The golden light still clung to him.

Not as a warm flame.

Not as the joyous first sunrise that a Saiyan should feel when breaching the wall to Super Saiyan for the first time.

No… for Trunks, it was a jagged, burning crown of grief.

His boots crunched against the rubble of West City's ruins with each step. The glow of his aura flickered and flared uncontrollably, every footfall leaving tiny quakes that rattled shattered windows and sent pebbles skittering into the dust. He wasn't even conscious of it — the energy was pouring out of him in waves, raw and untamed, pulled not from training or pride… but from loss.

In his hands, he still clutched what remained of Gohan's gi. The orange was now a grim brown from dried blood and soot, the torn fabric fluttering weakly in the wind. In the pocket of his jacket, wrapped in a scrap of cloth, was something far worse — the severed arm. He hadn't been able to bring himself to look at it again since picking it up.

By the time Capsule Corp's half-collapsed dome came into view, his golden hair had dimmed, but his eyes still burned that piercing emerald. Bulma was outside, bent over a table scattered with tools, welding something for the filtration system. She looked up — and froze.

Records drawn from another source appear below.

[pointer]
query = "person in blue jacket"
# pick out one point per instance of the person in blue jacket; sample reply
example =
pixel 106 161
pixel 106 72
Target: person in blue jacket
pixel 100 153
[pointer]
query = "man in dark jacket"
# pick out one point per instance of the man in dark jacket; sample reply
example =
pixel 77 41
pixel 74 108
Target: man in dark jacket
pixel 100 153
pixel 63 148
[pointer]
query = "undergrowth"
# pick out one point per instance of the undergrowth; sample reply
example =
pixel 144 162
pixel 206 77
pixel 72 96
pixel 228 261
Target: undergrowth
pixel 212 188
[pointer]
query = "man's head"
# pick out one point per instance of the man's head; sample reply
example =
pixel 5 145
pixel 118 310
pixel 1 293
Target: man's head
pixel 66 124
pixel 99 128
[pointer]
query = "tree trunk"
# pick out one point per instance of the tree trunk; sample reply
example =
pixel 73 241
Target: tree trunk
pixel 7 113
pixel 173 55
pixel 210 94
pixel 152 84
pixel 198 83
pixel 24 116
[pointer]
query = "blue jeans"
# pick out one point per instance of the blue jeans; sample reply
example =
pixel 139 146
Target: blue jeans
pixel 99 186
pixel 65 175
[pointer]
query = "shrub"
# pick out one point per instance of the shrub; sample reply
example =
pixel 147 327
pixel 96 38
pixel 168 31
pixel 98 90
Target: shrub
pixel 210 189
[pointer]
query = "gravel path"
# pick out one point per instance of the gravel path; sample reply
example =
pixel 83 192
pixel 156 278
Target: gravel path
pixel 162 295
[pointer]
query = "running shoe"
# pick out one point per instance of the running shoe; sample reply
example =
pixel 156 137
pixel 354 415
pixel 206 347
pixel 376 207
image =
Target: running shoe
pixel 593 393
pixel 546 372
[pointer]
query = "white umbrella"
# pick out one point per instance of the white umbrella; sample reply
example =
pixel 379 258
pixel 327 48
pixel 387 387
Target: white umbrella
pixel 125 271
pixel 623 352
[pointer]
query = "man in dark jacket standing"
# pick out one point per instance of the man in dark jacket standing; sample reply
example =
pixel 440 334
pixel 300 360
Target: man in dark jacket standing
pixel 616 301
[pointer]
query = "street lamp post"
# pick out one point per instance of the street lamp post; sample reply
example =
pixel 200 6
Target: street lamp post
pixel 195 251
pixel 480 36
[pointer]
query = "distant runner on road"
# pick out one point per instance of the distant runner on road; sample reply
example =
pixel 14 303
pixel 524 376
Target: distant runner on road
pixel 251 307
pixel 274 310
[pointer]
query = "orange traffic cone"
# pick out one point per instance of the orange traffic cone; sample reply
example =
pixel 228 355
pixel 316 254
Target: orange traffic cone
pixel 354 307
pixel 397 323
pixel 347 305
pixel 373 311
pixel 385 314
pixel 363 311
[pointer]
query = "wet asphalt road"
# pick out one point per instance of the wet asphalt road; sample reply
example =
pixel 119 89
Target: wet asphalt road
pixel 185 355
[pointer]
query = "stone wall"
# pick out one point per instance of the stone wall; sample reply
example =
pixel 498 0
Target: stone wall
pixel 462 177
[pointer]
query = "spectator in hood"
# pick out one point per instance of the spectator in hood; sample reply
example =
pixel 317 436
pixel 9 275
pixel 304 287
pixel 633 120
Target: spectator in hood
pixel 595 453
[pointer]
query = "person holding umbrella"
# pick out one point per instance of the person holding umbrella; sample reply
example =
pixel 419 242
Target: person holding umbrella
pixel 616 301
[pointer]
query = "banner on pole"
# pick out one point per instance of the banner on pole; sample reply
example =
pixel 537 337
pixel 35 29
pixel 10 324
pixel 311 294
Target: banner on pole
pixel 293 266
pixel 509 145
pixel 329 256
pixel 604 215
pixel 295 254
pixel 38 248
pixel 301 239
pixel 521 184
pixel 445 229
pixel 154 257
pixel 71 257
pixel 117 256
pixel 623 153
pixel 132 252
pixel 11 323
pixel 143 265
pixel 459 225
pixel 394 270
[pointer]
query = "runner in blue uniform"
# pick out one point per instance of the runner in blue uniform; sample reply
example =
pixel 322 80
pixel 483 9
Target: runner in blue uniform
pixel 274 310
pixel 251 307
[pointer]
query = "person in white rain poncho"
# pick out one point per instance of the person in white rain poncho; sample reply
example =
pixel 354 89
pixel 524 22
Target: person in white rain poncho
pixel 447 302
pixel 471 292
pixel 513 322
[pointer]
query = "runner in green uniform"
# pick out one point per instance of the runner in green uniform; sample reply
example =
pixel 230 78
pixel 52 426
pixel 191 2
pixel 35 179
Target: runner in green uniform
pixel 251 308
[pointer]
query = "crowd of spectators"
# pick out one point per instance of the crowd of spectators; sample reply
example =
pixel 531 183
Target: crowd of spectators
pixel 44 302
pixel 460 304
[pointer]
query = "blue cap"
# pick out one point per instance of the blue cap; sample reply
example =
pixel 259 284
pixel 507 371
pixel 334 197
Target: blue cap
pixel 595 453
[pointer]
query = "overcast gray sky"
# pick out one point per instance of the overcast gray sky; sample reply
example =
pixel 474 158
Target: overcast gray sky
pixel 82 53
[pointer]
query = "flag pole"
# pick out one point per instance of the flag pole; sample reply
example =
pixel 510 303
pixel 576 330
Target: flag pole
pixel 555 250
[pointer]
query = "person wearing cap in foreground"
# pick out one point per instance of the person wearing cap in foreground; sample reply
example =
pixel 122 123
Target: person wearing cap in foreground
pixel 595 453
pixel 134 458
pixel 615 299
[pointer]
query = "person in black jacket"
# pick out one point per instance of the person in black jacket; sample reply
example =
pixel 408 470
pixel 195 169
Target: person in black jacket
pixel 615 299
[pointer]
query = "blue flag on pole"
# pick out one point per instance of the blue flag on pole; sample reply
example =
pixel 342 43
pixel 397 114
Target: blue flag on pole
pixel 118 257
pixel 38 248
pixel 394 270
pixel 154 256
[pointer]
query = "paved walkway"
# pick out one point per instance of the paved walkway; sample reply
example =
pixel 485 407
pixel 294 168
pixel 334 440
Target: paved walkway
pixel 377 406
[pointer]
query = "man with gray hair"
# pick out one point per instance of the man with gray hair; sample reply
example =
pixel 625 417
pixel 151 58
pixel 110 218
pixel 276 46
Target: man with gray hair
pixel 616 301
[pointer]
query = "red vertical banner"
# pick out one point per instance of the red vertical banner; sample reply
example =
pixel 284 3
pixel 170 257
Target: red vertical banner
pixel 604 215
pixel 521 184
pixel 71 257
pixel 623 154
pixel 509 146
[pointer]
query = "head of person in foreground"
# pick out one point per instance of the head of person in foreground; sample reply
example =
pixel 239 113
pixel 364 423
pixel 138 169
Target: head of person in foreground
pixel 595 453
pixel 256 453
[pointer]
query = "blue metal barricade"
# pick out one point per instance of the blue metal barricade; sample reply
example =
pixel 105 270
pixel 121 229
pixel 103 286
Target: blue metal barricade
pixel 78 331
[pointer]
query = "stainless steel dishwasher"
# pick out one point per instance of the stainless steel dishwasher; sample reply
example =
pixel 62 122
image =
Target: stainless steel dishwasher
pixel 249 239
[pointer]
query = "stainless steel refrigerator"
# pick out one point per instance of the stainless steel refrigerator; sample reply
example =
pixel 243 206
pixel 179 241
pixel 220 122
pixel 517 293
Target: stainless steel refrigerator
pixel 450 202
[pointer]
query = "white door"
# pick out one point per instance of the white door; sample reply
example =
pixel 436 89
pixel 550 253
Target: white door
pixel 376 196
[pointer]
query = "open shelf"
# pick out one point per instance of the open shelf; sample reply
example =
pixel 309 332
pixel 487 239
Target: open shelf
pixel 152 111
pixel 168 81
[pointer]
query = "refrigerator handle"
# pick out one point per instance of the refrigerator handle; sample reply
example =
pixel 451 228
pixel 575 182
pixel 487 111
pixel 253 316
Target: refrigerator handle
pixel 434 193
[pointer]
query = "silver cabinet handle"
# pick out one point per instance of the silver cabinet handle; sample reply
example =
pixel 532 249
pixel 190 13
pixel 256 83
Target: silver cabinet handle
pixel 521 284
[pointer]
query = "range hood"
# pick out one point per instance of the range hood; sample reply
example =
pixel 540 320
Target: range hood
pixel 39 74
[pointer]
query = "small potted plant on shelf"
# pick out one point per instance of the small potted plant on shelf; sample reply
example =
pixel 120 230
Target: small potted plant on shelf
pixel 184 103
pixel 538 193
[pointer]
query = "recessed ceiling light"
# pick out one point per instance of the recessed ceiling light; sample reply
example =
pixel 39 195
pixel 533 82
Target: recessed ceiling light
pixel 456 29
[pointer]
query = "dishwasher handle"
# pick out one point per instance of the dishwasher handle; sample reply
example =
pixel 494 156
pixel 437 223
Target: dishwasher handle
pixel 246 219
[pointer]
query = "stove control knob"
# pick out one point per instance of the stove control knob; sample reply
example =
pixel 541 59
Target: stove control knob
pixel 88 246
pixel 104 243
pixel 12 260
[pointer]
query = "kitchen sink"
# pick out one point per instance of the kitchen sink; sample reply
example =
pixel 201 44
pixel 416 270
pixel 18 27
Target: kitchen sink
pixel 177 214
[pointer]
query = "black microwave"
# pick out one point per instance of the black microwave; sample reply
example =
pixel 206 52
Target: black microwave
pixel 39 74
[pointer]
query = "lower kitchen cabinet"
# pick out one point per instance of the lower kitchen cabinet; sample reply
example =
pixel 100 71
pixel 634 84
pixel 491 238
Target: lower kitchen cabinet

Her wrench clattered to the ground.

"Trunks…?" she breathed, scanning him up and down — the trembling, the dust, the blood on his hands. The aura. "What happened?"

He didn't answer. He just walked forward, the scrap of Gohan's gi dangling in his fist. When he stopped a few feet from her, his hand opened, and the fabric fluttered to the ground between them.

Bulma's face went pale. Her hands came up to her mouth. "No…"

"He's gone, Mom," Trunks said, voice cracking. "They—" his breath hitched "—they didn't just kill him. They… they took him. Or what's left of him. I found this. I found—" His voice broke entirely, and he couldn't say the rest.

Bulma's knees nearly buckled. She knew. Saiyan or not, Gohan had been more than just a protector for Trunks — he was the last link to the old world, to a time when there were still enough fighters to make a difference.

She stepped forward, wrapping her arms around her son. For the first time in years, Trunks didn't try to stand tall. He let himself sink into her, trembling, tears burning his cheeks.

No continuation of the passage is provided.